9 Tips to Write Prompts That Actually Work (Claude)

Source: LinkedIn post by Hamna Aslam Kahn

Most people don’t have a Claude problem. They have an instruction problem.

The 9 Tips

1. Name the output, not the task

❌ “Review this.” ✅ “Create a 5-point executive summary with recommendations.”

The more specific the destination, the better the journey.

2. Define length upfront

Explicitly state: 5 bullet points, 200 words, 3 recommendations. Ambiguity forces assumptions.

3. Flip every “don’t” into a “do”

❌ “Don’t make it complicated.” ✅ “Write this so a 16-year-old can understand it.”

Positive instructions work better.

4. Lead with action

Skip “Can you help me…” — start with: Write. Analyze. Compare. Create.

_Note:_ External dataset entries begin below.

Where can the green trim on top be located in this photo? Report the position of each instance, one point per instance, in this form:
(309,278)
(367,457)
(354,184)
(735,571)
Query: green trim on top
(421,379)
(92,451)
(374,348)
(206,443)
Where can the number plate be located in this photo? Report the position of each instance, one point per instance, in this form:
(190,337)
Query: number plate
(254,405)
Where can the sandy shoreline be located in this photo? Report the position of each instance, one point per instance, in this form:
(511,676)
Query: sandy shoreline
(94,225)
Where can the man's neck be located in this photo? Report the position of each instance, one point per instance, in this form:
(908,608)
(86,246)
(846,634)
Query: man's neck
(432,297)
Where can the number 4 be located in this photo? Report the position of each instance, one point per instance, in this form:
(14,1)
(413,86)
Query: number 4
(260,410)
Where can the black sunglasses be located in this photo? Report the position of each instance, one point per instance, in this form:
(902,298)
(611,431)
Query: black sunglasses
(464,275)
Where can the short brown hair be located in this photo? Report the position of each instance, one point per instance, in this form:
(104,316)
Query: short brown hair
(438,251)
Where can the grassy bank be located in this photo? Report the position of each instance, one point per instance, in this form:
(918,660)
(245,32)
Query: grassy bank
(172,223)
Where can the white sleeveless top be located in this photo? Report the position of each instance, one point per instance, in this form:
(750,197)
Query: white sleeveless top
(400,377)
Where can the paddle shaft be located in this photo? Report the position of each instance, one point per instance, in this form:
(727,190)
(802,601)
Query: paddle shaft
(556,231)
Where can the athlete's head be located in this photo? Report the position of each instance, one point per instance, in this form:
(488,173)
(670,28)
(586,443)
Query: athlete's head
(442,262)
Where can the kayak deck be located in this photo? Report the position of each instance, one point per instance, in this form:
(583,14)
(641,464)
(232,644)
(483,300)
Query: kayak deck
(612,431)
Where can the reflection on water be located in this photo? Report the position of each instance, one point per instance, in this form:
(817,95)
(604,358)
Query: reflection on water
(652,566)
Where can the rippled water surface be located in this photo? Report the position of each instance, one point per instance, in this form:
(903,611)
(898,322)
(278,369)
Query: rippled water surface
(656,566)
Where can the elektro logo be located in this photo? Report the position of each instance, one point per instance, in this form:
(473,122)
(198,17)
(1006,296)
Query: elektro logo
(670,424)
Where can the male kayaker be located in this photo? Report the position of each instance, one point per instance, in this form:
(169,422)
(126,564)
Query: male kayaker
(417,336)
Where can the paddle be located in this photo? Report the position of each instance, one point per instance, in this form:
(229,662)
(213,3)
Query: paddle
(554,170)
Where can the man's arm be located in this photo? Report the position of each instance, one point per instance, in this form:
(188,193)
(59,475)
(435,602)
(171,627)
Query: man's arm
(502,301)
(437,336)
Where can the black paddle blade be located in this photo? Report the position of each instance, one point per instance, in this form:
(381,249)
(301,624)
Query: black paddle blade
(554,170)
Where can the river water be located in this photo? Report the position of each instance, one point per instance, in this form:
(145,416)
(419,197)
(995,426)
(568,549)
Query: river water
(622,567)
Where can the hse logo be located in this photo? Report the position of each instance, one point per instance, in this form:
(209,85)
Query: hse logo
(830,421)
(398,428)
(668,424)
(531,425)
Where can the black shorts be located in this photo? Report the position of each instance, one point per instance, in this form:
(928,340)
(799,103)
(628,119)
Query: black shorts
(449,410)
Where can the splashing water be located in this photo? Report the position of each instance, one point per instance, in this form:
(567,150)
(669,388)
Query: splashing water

Less conversation. More execution.

5. Force maximum reasoning

For important tasks: “Think step-by-step before answering.”

Most people never do this. The difference is huge.

6. Go beyond the basics

Add: “Polish this like it’s being delivered to a paying client.”

Watch how the quality changes.

7. Upload your voice

Paste examples of your writing → “Match this style.”

Showing beats explaining every single time.

8. Control the tools

Need research? Tell Claude to research. Need speed? Tell Claude to answer from existing knowledge. Don’t leave it guessing.

9. State the goal before the task (most important)

❌ “Write a LinkedIn post.” ✅ “Goal: Generate inbound leads from founders. Write a LinkedIn post.”

Now Claude understands what success looks like.

The Bigger Lesson

Most people obsess over prompts. The best AI users obsess over clarity.

AI doesn’t reward fancy wording. It rewards clear thinking.